I have run sudo qemu-img convert box-vmware-disk.vmdk -O raw /dev/sda1. No error was encountered all seems to have ended ok, but when I open the hard disk I cannot see any files.

I want to be able to see the files to assure me when i reboot the machine the system will pick the OS to boot from.

Do anyone know what I am doing wrong?

Also when I run: fdisk box-vmware-disk.vmdk -l

I end up with;

Disk box-vmware-disk.vmdk: 0 MB, 0 bytes 255 heads, 63 sectors/track, 0 cylinders Units = cylinders of 16065 * 512 = 8225280 bytes Sector size (logical/physical): 512 bytes / 512 bytes I/O size (minimum/optimal): 512 bytes / 512 bytes Disk identifier: 0x00000000

Disk box-vmware-disk.vmdk doesn't contain a valid partition table

Could this be the reason?

1 Answer 1


IME qemu-img sometimes heavily corrupts images or simply fails at converting them. This may be version dependent, but I haven't had much success with it.

If your box-vmware-disk.vmdk file works inside a VM, I suggest that you boot some Linux inside the VM and use dd to copy its contents to your target (raw) virtual disk.

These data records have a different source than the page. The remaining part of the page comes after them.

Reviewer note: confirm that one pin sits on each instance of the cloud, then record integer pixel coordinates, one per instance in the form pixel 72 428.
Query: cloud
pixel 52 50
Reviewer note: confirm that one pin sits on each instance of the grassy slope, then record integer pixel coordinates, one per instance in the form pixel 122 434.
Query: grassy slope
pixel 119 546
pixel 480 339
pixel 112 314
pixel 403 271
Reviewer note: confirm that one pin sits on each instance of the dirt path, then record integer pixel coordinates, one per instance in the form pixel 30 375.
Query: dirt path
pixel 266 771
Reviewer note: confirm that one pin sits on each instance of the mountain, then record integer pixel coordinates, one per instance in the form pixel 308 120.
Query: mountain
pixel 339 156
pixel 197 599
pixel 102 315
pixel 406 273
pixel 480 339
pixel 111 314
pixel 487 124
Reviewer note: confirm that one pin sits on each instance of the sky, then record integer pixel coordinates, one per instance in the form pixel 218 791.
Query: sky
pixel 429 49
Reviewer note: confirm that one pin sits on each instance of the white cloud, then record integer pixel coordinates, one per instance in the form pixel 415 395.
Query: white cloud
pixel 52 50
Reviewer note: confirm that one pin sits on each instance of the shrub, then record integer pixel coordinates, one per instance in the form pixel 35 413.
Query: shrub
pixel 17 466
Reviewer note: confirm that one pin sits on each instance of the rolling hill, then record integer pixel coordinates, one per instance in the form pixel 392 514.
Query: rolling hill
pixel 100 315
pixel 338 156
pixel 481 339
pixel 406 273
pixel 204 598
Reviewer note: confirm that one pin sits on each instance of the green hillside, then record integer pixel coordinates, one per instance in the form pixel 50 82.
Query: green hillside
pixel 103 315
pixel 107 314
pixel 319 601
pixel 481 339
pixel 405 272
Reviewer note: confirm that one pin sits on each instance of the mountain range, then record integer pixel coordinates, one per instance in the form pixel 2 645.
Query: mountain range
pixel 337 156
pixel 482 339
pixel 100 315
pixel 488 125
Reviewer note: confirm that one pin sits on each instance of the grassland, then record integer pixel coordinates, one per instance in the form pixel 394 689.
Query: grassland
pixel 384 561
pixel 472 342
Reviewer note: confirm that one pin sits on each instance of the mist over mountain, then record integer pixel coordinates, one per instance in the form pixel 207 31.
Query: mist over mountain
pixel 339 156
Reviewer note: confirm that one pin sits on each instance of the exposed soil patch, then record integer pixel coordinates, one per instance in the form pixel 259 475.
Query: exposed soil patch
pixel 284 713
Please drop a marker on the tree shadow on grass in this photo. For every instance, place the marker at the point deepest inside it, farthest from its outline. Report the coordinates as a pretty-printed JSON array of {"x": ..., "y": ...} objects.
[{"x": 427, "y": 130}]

  • Is the MBR also copied accross using dd?
    – Bitmap
    Jun 29, 2011 at 13:01
  • @Bitmap Yes, the idea is to copy the whole disk. First you create the raw image file with its size equal to the .vmdk virtual drive's. You can find that out with "qemu-img info file.vmdk". Then you add that raw file to your VM. Once you boot Linux inside the VM you'll have your .vmdk image accessible on e.g., /dev/sda, and your added raw disk at e.g., /dev/sdb. Then you run "dd if=/dev/sda of=/dev/sdb bs=100000000 conv=noerror" and wait until it finishes (it can take a while). This copies the whole disk, MBR included. Then you shut the VM down, remove the .vmdk and boot your raw image instead.